Common adverse effects include headache, hypotension and light-headedness. Nitrates should not be prescribed for patients taking phosphodiesterase-5 inhibitors such as sildenafil due to the risk of profound hypotension. Other contraindications include severe aortic stenosis and hypertrophic cardiomyopathy.
Nicorandil
Nicorandil is a potassium channel activator that improves coronary flow as a result of both arterial and venous dilation. It may be used in addition to beta blockers and calcium channel antagonists to control angina or in patients who are intolerant of nitrates. Nicorandil has been shown to reduce cardiovascular events by 14% in patients with chronic stable angina 21. Its use has been associated with headaches, hypotension, painful ulcers and genital and gastrointestinal fistulae 21.
Ivabradine
Ivabradine can be considered for patients intolerant of, or insufficiently responsive to, other drugs. It acts on If channels in the sinus node to lower the heart rate of patients in sinus rhythm without affecting blood pressure, conduction or myocardial contractility 22. Ivabradine has been shown to reduce a composite primary end point of cardiovascular death and hospitalisation with myocardial infarction or heart failure. However, a recent placebo-controlled trial involving 19,102 patients with stable coronary artery disease found that adding ivabradine to standard therapy did not improve a composite outcome of death from cardiovascular causes, or non-fatal myocardial infarction 23. Ivabradine has been used in combination with beta blockers 24.
Perhexiline
Perhexiline promotes anaerobic metabolism of glucose in active myocytes. Its use is limited by a narrow therapeutic window and high pharmacokinetic variability 25. Given its potential for toxic effects such as peripheral neuropathy and hepatic damage, it is usually reserved for patients whose angina is refractory to other therapies. It may be used safely with conscientious monitoring of clinical effects and regular measurement of plasma drug concentrations 26.
Surgical treatment
Some people will be able to control angina with medicines and not need surgery. Others will need a procedure called angioplasty and stent placement (also called percutaneous coronary intervention) to open blocked or narrowed arteries that supply blood to the heart.

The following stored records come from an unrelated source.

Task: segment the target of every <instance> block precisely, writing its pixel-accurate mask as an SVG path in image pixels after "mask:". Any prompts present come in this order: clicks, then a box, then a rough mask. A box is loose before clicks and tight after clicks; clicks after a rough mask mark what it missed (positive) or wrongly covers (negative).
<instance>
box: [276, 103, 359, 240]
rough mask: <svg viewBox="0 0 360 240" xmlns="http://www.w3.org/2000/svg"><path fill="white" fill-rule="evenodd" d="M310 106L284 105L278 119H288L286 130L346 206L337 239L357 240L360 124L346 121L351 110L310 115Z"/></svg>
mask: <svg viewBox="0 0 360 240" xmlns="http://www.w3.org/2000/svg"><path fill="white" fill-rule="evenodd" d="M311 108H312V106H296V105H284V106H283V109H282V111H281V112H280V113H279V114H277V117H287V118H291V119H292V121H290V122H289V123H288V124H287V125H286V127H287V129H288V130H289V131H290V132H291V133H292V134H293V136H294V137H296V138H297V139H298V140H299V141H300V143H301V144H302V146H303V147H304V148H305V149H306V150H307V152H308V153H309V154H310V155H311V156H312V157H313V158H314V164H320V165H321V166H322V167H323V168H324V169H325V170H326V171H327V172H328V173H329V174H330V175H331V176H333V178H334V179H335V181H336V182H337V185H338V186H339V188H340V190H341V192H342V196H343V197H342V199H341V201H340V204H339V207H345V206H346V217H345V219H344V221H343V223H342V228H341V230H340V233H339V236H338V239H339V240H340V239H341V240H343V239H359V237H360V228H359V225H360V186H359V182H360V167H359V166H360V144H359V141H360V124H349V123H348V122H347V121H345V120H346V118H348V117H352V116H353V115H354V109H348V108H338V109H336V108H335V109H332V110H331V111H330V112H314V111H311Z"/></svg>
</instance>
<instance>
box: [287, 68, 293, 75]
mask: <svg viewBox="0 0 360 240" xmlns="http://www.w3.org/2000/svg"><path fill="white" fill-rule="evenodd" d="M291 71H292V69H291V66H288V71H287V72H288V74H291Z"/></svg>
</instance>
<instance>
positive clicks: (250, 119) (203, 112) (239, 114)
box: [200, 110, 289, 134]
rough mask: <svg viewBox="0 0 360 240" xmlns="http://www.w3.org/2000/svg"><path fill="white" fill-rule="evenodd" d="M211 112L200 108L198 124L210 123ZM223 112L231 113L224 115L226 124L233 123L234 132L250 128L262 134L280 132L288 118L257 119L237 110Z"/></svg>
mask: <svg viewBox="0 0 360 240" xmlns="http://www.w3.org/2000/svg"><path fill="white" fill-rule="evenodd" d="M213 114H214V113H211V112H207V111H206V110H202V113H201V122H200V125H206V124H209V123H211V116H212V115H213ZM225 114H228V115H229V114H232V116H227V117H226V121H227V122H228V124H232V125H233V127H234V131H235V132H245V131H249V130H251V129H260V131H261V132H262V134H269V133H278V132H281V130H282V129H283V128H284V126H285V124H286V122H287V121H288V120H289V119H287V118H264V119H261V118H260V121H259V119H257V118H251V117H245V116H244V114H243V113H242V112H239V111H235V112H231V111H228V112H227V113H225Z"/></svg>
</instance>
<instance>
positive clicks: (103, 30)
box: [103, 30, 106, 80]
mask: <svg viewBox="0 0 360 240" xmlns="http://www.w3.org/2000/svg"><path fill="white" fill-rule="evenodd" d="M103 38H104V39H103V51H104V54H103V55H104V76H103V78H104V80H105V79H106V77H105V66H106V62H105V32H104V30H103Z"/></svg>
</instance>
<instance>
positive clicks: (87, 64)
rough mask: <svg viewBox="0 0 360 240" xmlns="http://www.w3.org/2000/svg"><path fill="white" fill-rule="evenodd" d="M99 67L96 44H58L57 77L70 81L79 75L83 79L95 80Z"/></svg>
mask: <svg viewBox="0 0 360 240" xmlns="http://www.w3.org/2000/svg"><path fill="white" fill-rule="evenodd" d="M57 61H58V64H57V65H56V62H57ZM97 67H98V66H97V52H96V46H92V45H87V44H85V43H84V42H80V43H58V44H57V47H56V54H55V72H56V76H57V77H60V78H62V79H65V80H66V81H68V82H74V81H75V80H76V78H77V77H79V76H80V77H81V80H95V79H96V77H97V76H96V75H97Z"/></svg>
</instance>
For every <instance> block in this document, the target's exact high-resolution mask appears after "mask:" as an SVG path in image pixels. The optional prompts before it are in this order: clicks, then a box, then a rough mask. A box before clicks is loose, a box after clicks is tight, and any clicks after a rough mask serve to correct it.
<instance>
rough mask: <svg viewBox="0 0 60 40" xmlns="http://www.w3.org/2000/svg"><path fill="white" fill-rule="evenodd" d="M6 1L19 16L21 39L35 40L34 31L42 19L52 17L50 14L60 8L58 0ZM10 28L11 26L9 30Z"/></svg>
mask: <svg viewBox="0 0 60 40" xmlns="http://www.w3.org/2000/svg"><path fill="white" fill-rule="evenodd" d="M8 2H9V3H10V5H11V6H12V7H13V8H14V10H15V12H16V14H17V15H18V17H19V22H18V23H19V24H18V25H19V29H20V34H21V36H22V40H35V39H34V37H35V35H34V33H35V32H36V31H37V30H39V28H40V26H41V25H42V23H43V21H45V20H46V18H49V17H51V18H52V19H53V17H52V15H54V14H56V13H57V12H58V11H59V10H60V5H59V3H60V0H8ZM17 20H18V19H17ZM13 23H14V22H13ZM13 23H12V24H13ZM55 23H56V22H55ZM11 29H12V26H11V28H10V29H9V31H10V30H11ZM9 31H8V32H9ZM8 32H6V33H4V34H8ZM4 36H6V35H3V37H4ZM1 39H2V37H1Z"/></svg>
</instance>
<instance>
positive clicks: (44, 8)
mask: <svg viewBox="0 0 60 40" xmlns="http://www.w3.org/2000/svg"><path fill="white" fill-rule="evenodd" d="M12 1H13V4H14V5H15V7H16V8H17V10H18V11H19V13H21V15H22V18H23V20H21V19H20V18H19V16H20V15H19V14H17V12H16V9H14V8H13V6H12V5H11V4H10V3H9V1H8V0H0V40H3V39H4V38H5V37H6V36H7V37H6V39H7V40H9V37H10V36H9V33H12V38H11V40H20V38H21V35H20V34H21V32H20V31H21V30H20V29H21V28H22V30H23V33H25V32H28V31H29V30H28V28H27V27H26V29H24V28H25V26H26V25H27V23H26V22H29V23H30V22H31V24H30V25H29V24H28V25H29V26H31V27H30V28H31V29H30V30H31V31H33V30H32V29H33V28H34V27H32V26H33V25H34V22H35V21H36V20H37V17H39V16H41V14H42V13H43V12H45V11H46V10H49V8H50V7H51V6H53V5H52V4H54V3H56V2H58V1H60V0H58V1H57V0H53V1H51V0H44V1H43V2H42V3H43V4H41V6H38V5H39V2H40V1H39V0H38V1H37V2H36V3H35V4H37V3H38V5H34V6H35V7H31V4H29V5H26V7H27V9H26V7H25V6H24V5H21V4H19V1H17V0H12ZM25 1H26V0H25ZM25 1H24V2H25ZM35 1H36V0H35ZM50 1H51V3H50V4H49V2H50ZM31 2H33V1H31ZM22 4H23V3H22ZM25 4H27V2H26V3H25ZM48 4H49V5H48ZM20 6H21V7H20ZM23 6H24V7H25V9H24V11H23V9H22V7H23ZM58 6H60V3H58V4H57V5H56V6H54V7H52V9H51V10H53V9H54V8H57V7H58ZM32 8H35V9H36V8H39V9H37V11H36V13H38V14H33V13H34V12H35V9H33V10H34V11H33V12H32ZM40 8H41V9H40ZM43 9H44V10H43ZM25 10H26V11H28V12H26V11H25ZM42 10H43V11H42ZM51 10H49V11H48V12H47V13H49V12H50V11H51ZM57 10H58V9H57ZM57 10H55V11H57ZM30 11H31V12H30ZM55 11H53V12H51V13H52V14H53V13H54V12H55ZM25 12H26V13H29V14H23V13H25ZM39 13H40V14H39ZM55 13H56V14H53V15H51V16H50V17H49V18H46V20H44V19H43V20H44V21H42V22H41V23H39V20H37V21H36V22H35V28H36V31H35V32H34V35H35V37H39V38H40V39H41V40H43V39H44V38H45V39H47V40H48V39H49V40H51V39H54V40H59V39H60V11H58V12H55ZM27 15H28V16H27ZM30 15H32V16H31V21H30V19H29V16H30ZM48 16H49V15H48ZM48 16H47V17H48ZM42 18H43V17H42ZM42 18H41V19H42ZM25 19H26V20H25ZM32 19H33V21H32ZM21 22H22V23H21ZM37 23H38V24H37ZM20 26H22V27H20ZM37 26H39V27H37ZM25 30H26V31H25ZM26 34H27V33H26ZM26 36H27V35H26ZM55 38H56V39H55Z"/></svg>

Blockages that cannot be treated with angioplasty may need heart bypass surgery to redirect blood flow around the narrowed or blocked blood vessels.
Angina pectoris prognosis
Stable angina most often improves when taking medicines. Many people with stable angina have a good quality of life and continue with their normal daily activities. Your doctor or nurse will be able to advise you on your daily activity and any lifestyle changes you may need to make.